Neben dem am häufigsten gewählten Weg die Ableitung im Mathematikunterricht einzuführen, nämlich über den Differenzenqoutienten, gibt es eine weitere Möglichkeit, die bis dato eher ein Schattendasein fristet: die lokale Linearisierung.
Anschaulich eingeführt etwa über das Funktionenmikroskop bietet die lokale Linearisierung nicht nur eine Ergänzung zum Differenzenquotienten, die maßgeblich zum Verständnis der Ableitung beitragen kann. Sie besticht vor allem durch verschiedene Erweiterungen und Anwendungen, wie etwa die Fehlerrechnung, wesentlich vereinfachte Beweismethoden vieler Ableitungsregeln sowie den hier genauer behandelten Newton-Algorithmus.

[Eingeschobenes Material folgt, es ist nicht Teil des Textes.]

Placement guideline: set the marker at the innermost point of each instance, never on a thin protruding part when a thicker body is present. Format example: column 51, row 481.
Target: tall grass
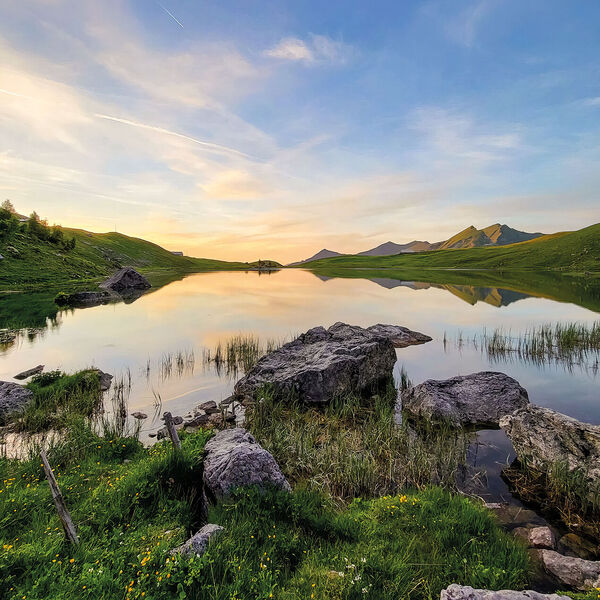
column 566, row 344
column 354, row 447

Herleitung des Newton-Verfahrens

Aufgabenstellung

Stift.gif   Aufgabe

Klicken Sie mit der rechten Maustaste auf den Schieber und wählen Sie "Animation ein" (alternativ ziehen Sie den Schieber manuell).

Experimentieren Sie mit verschiedenen Startpunkten (durch Verschieben von P0 und verschiedenen Funktionen (Eingabemuster: f(x)= ... )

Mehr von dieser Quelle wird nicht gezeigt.